Citation:  Paper number  131562451,  2013 Kansas City, Missouri, July 21 - July 24, 2013. (doi: http://dx.doi.org/10.13031/aim.20131562451) @2013
Authors:   Wesley M. Porter, John D. Wanjura, Randal K. Taylor, Michael D. Buser, Edward M. Barnes
Keywords:   Cotton Stripper Cross Auger Fiber Quality cotton harvest

Abstract. Cotton fiber quality begins to degrade naturally with the opening of the boll and mechanical harvesting processes are perceived to exacerbate fiber degradation. Previous research indicates that stripper harvested cotton generally has lower fiber quality and higher foreign matter content than picker harvested cotton.

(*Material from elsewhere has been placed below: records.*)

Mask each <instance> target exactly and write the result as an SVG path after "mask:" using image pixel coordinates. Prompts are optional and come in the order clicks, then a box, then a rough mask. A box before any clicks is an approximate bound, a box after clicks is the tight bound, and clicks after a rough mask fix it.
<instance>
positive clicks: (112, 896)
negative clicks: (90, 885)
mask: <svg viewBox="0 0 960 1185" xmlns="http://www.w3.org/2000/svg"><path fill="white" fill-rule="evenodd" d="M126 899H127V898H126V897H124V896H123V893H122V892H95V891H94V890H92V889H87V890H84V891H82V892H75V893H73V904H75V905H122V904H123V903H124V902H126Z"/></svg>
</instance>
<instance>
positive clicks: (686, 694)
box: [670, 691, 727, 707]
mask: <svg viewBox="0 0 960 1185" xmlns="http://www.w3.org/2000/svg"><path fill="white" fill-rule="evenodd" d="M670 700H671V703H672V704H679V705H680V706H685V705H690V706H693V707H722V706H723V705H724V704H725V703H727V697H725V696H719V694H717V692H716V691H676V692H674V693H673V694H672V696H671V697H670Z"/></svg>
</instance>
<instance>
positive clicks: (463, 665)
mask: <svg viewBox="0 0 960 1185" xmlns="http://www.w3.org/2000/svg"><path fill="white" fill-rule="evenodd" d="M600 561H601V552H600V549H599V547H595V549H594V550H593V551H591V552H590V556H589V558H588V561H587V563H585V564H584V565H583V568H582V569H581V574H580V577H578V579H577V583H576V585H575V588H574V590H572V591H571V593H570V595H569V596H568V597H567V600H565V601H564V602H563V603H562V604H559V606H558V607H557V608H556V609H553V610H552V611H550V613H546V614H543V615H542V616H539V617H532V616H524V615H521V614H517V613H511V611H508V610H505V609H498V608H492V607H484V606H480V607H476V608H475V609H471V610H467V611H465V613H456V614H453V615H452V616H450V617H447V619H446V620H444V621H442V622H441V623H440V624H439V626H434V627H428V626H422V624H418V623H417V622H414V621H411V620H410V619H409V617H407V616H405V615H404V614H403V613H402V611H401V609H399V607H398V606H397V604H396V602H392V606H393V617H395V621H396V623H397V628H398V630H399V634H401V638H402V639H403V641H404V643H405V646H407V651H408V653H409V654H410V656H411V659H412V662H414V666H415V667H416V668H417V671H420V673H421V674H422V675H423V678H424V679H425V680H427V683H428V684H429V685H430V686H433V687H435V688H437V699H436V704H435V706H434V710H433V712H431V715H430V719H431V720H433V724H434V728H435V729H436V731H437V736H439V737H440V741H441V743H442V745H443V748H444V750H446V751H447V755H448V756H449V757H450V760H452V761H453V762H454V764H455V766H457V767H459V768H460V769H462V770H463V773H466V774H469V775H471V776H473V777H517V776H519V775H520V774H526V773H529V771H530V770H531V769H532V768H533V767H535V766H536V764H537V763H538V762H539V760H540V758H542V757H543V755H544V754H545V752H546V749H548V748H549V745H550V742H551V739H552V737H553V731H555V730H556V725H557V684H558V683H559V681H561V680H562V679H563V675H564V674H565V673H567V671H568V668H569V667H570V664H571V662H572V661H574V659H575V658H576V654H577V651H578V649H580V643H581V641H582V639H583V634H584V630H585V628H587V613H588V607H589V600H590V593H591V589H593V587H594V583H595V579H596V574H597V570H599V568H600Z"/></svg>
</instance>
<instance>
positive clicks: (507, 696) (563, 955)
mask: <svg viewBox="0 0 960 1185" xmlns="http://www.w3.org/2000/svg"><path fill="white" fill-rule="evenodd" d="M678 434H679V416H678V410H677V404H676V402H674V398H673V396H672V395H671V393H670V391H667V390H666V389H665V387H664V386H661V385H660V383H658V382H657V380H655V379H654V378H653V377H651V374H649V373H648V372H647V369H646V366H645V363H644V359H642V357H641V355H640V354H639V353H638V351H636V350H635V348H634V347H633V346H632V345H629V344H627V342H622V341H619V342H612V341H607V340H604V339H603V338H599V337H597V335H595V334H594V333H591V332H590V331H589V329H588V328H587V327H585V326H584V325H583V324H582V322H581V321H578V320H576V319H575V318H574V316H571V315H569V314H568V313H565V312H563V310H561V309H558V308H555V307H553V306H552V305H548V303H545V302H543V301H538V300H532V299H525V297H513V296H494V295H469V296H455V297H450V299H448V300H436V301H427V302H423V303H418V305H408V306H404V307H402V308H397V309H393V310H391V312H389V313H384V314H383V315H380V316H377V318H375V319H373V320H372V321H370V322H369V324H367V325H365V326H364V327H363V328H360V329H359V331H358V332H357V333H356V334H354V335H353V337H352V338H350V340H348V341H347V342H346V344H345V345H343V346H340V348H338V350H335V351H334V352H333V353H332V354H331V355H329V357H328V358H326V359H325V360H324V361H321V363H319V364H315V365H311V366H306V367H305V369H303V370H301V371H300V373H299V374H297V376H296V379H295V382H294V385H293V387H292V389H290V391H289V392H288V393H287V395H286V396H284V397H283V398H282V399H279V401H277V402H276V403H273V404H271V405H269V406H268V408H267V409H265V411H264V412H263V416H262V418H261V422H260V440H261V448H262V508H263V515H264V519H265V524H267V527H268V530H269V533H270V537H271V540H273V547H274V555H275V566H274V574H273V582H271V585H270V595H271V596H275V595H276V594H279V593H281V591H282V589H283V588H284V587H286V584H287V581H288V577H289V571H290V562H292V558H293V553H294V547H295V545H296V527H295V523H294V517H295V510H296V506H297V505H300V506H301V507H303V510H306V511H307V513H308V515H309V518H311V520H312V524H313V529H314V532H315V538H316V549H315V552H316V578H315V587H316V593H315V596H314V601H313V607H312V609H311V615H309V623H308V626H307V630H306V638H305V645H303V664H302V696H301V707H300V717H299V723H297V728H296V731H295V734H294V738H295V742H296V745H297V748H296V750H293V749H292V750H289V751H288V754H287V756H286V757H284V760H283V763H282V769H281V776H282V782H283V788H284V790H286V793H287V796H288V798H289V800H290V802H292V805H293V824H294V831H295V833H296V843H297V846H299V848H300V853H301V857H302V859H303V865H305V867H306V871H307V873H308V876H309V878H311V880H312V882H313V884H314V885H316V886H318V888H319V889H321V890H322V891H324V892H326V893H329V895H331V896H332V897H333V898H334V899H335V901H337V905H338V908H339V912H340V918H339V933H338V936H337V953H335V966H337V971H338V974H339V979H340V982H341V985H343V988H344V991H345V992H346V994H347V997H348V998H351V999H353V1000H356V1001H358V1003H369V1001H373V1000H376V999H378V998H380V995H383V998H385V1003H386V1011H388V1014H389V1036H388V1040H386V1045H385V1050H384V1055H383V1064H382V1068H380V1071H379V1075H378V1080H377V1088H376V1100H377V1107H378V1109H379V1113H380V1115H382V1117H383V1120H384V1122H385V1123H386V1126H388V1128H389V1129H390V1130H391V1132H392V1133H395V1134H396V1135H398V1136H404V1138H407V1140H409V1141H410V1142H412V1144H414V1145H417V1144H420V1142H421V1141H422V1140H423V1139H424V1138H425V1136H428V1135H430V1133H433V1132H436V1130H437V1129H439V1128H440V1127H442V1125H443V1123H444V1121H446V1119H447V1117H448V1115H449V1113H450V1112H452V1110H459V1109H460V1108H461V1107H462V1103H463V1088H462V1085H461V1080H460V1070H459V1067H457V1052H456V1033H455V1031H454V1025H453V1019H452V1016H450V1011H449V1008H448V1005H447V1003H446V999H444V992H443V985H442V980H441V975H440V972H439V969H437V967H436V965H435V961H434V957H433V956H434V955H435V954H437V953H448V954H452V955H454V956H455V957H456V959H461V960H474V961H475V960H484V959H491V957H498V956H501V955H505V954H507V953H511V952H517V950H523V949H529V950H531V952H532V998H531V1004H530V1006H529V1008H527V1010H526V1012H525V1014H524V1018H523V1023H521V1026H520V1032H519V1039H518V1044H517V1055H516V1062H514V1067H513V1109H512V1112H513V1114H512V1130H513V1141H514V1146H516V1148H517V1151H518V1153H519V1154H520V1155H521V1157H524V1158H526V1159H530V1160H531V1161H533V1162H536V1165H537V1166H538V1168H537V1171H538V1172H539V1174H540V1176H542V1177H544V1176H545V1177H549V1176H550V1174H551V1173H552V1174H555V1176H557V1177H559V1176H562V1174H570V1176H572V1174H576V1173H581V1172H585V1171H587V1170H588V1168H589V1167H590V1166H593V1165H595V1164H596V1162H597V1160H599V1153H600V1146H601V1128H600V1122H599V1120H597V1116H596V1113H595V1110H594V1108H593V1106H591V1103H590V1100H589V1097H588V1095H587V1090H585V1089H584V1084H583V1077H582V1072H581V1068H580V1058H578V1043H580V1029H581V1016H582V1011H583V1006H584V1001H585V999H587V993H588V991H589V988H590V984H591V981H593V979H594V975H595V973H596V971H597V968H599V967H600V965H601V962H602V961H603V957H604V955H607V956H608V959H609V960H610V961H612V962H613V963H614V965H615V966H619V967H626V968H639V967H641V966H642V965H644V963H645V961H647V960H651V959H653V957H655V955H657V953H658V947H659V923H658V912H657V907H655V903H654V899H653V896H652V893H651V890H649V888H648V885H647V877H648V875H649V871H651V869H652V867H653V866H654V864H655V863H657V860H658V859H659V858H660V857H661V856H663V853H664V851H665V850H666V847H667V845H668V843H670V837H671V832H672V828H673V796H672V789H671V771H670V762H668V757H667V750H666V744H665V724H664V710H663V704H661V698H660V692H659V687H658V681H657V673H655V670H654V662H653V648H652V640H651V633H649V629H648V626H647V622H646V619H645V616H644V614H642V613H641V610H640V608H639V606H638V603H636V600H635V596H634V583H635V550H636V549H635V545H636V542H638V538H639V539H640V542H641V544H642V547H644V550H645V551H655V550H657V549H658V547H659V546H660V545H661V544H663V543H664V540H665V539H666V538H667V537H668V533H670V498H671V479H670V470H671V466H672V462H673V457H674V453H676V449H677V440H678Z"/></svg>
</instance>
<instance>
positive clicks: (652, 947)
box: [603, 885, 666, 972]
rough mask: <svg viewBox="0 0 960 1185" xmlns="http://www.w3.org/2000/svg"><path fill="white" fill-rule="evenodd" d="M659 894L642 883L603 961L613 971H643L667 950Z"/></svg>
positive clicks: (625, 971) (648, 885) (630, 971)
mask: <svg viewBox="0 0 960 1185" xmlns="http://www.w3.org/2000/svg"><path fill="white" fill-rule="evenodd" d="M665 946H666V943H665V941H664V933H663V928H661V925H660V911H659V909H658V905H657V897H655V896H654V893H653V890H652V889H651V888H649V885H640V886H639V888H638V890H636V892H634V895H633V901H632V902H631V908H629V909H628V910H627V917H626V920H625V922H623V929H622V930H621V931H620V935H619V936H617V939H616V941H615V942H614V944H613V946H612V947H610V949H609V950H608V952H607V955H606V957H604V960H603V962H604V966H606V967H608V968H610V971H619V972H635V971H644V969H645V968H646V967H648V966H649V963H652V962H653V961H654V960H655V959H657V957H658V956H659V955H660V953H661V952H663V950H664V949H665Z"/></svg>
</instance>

Results of previous work indicate that the cross auger and pneumatic conveying systems on stripper harvesters could be redesigned to help improve seed cotton cleanliness while preserving fiber quality. Thus, the cross auger trough was targeted as area for improvement. The main objective of this project was to design and test a wire belt to convey cotton laterally in a cotton stripper header. These tests included using the conveyor to convey burr cotton and testing of the modified conveyance device (wire belt) for reductions in foreign matter content and consistency in fiber quality. A laboratory test stand with a wire mesh belt was designed and built to represent one-half of an auger trough on a four row harvester. Cotton collected from an empty auger trough was tested in the test auger trough and compared through ginning results, HVI and AFIS tests to cotton allowed to be conveyed by the cross auger. The results of this test will validate if a belt conveying system is more effective and efficient at conveying cotton while removing more foreign matter and preserving fiber quality than the current auger conveyance system.